Fixed-income players said the banks' perps are sought after because they are regarded as safe assets, especially in currently-volatile markets.
Samuel Chan, Standard Chartered Bank's head of capital markets in Singapore, said: "The three Singapore banks have been ranked among the safest banks globally. They have a proven track record of calling their perpetual bonds on the first call dates, giving investors confidence that fair value and tenor risk can be accessed on the same basis."
DBS was last month named the world's best bank by Global Finance magazine, making it a first for an Asian or Singapore bank. Global Finance has also called DBS Asia's safest bank since 2009.
The ongoing crises in Turkey and Argentina have unnerved investors, prompting them to remain on the sidelines.
Santosh Bukitgar, Credit Suisse private banking, emerging markets fixed-income analyst, said the lack of liquidity and trade volumes in August is evidence of this. The local bond market has only had S$13 billion in issuances so far this year, down 23 per cent.

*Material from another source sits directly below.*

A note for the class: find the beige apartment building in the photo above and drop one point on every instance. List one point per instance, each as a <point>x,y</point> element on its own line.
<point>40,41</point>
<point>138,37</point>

Financials (52.5 per cent of amount issued) and government sectors (42.3 per cent) have dominated with higher-than-normal issue size.
Quality SGD bonds issued by sovereign issuers during late H1 and early H2 attracted keen interest and were priced, in Credit Suisse's view, on the more expensive end for their tenure.
"The bonds issued by local banks have provided relatively better yields for yield-starved SGD investors. These banks have good international brand and presence, making their bonds more palatable for foreign institutional and retail clients," said Mr Bukitgar.
Devinda Paranthanthri, UBS global wealth management, Asian credit strategist, said bank debt provides investors with a better yield pick-up than senior bonds, while remaining invested in a high-quality financial issuer.
"Singapore banks' fundamentals have been improving, with decent loan growth, sound capital levels and improving asset quality. It is thus unsurprising to see strong demand for AT1 issues by the banks."
Ang Chung Yuh, iFast senior fixed-income analyst, said: "Our observation is that the strong demand is probably due to the combination of a dearth of SGD issuances in the past few months that provide acceptable yields with good credit quality, and weaker investor sentiment toward speculative credits."
He noted the subdued reception for Perennial Real Estate Holdings' S$180 million two-year 5.95 per cent issue sold last month. After the books closed, there were said to be around S$200 million - a rather weak figure, especially considering that insiders accounted for 26.4 per cent of the issue size, subsequently upsized to S$180 million, said Mr Ang.